Twitter Culls Around 50% of its Staff as Part of Elon Musk’s Reformation Plan

Elon Musk has held true to his word on staff cuts at Twitter, with the company eliminating, reportedly, around 50% of its entire workforce, as it works to rationalize the business.

The Twitter transition team informed staff that they would receive an email today that would let them know whether they still have a job or not. And while there are no official numbers as yet, internal managers have pegged the cull at around 50% of staff, with many long-serving experienced Tweeps bidding farewell via tweet.

Musk had repeatedly highlighted the potential of job cuts in his presentations to potential investment partners, as he sought funding for his Twitter acquisition. One document that he showed to potential investors back in May noted that Musk would look cut around 1,000 staff on day one of his takeover at the app, while Musk’s friend Jason Calacanis, who’s working with Musk on the transition, had also suggested that they should look to cut roles on day one, using the eloquent description ‘Sharpen your blades boys’ to signal the staff reductions.
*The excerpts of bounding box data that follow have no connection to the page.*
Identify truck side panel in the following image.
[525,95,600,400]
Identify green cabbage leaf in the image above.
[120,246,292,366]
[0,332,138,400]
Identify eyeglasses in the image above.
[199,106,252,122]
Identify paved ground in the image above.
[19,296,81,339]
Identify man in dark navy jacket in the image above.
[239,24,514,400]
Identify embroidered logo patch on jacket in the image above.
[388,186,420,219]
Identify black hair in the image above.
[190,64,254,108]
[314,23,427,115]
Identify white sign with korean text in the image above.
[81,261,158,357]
More recent reports had suggested that Musk would be looking to cut 75% of Twitter’s 7,500 workers, reducing the business to a skeleton crew of just over 2,000 to keep things running. Musk later denied this figure, claiming that it didn’t come from him – though today’s action is seemingly not so far off from that target.

In Musk’s original investor presentations, Musk did also note that Twitter would eventually look to bring in more staff once again, adding back over 2,700 employees by 2025, in line with platform growth.

Whether that happens or not, we obviously can’t know, but on balance, today’s cuts seems pretty much in line with his stated plan.

Which, of course, does nothing to soften the blow for the thousands of people now left jobless as a result of the shift. 

News of the coming staff cull first broke at around 8pm ET Wednesday, with leaked internal conversations and notes suggesting that Twitter’s transition management team would be looking to cut around half of the company’s 7,500 roles in order to reduce costs, as part of a broader effort to return the company to profitability.

Over the next two days, various reports suggested that significant moves were indeed in progress, with Twitter executives going dark in the company’s Slack channels, and some even (reportedly) being escorted out of the building by security.

In light of the pending news, Twitter also canceled its upcoming Chirp developer conference, which had been scheduled for November 16th.

It’s a sad day for the app, especially for staff that have been busting their asses this week in a bid to impress their new owner, in the hopes of saving their jobs. Clearly, there’s not much they could have done, and for many, that also means that they’re leaving roles they’ve been passionate about for many years, as they’ve worked to keep Twitter on the right track.

It’s also not great news for those that are left, who will now be under more pressure, with fewer resources, to keep up with Musk’s reformation plans. On a related note, the Musk transition team has also called on the company to reduce infrastructure costs by $1 billion per year.

In other Musk transition news, Twitter’s also shutting down its newsletter offering, which incorporated Revue, the newsletter platform that it acquired last year, while it’s also shelving its Notes experiment, which enabled users to attack longer text elements to tweets.

Musk has hinted that he is open to facilitating long-form content options in the app, but obviously, not in these formats – though I suspect that newsletters will return at some stage as Twitter continues to revamp its subscription tools.

But it’s hard to see how any of these things will get done any time soon, with so many people leaving the company. Musk, however, seems confident that Twitter will continue on as normal, despite the cull – which either means that Twitter has been carrying a lot of dead weight, or Elon is underestimating the scale of work required to keep things running.

Seems we’ll find out, as we move into the next stage for the app.